First and foremost, I must admit that the way my family celebrates Thanksgiving is not the way most people do. My entire Hispanic family comes to my house in Atlanta, and for about four days straight, both the kitchen and the fireplace are in use 24/7 (we’re from Puerto Rico. Any temperature below 65º means polar bears will walk into the house at any moment). There’s no such thing as “inside voices” or “silence” during this time; when close to 15 Hispanics all file into a few rooms, the chaotic noise is perpetual. People are talking, listening to salsa music, shriek-laughing (while sporadically clapping in case others weren’t aware how funny that joke was), playing dominoes, and begging for more firewood, because winter on La Isla del Encanto is 80º.
Our Thanksgiving dinners also deviate from the norm. Our turkey is juicy and citrusy, our mashed potatoes are really fried yuca and tostones, and our “greens” are actually rice and beans. We don’t eat stuffing or gravy (I’ve never had them) - we eat croquetas and empanadas. We do have the traditional pumpkin pie for dessert thanks to my Californian father, but that’s about as close to the status quo as we get.
So yes, my Thanksgiving is slightly different from a typical, traditional, one-day Thanksgiving, but that doesn’t excuse anyone from giving it the attention and love it deserves. On the surface, it’s about food. How can anyone not support that with their entire being? But deeper than that, it’s also about gratitude. Gratitude for the blessings from the past year, the promises of the future, our families, our friends, our lives. Other than the obligatory Instagram posts, how much time do we actually spend being appreciative of ourselves, our surroundings, and the world we live in?

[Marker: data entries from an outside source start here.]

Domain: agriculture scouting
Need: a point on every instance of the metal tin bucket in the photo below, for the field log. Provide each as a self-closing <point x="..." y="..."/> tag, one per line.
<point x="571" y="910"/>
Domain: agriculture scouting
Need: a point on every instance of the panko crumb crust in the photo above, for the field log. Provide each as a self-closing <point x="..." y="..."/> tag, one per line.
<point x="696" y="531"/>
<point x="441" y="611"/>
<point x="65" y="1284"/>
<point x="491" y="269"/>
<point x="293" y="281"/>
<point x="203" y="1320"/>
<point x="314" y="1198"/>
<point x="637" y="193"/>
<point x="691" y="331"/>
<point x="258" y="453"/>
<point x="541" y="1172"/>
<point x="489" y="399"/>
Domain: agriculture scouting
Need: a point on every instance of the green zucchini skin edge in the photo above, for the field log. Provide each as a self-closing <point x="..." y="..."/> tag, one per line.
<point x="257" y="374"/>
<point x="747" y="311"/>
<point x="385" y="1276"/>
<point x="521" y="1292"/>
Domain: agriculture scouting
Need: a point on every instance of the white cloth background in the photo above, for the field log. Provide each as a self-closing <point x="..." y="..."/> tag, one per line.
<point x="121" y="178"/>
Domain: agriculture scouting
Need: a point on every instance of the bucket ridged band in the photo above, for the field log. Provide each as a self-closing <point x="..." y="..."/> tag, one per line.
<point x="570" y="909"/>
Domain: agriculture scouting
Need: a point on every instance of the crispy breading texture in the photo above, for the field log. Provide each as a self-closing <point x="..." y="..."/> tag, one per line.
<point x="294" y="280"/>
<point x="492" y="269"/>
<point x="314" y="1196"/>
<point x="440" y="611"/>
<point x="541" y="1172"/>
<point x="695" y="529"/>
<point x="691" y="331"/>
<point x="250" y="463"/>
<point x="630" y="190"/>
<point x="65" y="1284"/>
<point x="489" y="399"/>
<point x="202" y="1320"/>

Too often do we forget to dig deep, and live in the moment. Too often do we forget to take the time to be truly thankful for everything good in our lives. By now, I assume most people are diving headfirst into the Christmas spirit. Maybe it’s too late this year to actively celebrate Thanksgiving with the sort of intention it deserves, and you’ll just have to revisit this article next year. But being grateful is one thing that we should do every day, not just on the fourth Thursday of every November. Make today your Thanksgiving 2.0; eat too much food, tell someone you love and appreciate them, and enjoy life actively.